I have the following equation \begin{equation} \int_{a_s(\mu_1)}^{a_s(\mu_2)} \frac{d a_s}{\beta(a_s)} = \ln \left(\frac{\mu_1}{\mu_2}\right), \end{equation} with $\beta$ being expanded with known coefficients $(\beta_1 - \beta_4)$ \begin{equation} \beta(a_s) = \beta_1 a_s^2 + \beta_2 a_s^3 + \beta_3 a_s^4 + \beta_4 a_s^5. \end{equation}
With a given $a_s(\mu_1), \mu_1$ and $\mu_2$ I now want to calculate $a_s(\mu_2)$ numerically. I have to implement this in a C++ code, so I cannot use Mathematica.
What are the names of the numerical methods I have to use?
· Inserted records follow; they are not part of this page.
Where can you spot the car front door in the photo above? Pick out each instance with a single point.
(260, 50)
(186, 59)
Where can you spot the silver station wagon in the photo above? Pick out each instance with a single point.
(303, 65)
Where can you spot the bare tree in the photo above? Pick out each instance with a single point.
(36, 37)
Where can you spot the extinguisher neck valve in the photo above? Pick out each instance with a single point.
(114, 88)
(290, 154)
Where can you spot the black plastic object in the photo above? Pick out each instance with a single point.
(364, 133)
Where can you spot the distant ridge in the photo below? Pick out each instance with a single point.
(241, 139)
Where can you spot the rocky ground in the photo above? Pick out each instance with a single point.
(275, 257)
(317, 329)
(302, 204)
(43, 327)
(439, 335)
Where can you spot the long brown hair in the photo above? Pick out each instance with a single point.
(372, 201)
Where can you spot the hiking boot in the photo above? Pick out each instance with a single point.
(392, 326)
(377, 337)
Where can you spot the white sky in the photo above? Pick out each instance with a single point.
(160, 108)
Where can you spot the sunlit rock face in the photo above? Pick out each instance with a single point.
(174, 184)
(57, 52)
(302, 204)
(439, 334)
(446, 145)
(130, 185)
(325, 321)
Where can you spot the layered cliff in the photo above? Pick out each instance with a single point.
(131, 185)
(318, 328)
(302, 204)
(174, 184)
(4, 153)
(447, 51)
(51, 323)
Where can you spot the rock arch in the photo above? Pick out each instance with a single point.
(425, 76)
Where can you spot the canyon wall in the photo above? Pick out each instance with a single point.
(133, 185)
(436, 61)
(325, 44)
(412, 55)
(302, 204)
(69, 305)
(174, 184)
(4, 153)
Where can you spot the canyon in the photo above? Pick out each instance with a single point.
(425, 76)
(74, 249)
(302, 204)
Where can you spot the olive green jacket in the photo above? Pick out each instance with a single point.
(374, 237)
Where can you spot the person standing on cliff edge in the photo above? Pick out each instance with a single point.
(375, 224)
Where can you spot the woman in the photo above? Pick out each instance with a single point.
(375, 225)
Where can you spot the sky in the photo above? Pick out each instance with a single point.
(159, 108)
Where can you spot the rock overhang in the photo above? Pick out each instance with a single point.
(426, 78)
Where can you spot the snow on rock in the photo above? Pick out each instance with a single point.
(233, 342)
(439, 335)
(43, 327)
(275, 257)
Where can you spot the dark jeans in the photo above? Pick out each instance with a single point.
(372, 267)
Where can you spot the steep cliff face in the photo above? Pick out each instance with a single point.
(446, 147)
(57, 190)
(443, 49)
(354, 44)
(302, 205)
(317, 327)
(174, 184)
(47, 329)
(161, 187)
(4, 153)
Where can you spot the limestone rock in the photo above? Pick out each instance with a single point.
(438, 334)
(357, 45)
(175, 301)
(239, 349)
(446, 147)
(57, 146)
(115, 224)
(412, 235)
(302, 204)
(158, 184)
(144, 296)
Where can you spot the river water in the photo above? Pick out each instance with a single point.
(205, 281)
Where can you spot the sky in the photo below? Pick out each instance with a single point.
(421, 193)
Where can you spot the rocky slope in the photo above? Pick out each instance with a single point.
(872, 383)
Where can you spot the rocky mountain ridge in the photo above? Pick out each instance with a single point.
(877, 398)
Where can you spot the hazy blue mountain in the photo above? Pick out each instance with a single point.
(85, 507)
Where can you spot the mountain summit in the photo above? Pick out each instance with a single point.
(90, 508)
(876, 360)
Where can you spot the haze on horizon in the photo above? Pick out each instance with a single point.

First re-write the relation as a differential equation by differentiating both sides with respect to $\mu_2$. I found, $$ \mu_2 \frac{\partial a_s(\mu_2)}{\partial \mu_2} = -\beta(a_s(\mu_2)) \Rightarrow \mu \frac{\partial a_s}{\partial \mu} = -\beta(a_s) $$ Solving a differential equation using a large number of small steps $\delta\mu$ is a basic technique in most numerics textbooks. The wikipedia page should help you start but a trip to the library might be best. I like Kreyszig, Advanced Engineering Mathematics. The initial condition is $a_s(\mu_1)$ and you will be able to evaluate the $\beta$-function using its expansion.